Simply Statistics A statistics blog by Rafa Irizarry, Roger Peng, and Jeff Leek

Small ball is a bad strategy

Bill James pointed this out a long time ago. If you don’t know Bill James, you should look him up. I consider him to be one of the most influential statisticians of all times. This post relates to one of his first conjectures: sacrificing outs for runs, referred to as small ball, is a bad strategy. 
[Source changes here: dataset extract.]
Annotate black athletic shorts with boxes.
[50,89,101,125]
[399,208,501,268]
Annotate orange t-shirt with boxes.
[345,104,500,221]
ESPN’s Gamecast, a webtool that gives you pitch-by-pitch updates of baseball games, also gives you a pitch-by-pitch “probability” of wining. Gamecast confirms the conjecure with data. How do they calculate this “probability”? I am pretty sure it is based only on historical data. No modeling. For example, if the away team is up 4-2 in the bottom of the 7th with no outs and runners on 1st and 2nd, they look at all the instances exactly like this one that have ever happened in the digitally recorded history of baseball and report the proportion of times the home team wins. Well in this situation this proportion is 45%. If the next batter successfully bunts, moving the runners over, this proportion drops to 41%.  Furthermore, if after the successful bunt, the run from third scores on a sacrifice fly, the proportion drops again from 41%  to 39%. The extra out hurts you more than the extra run helps you. That was Bill James’ intuition: you only have three outs so the last thing you want to do is give 33% away.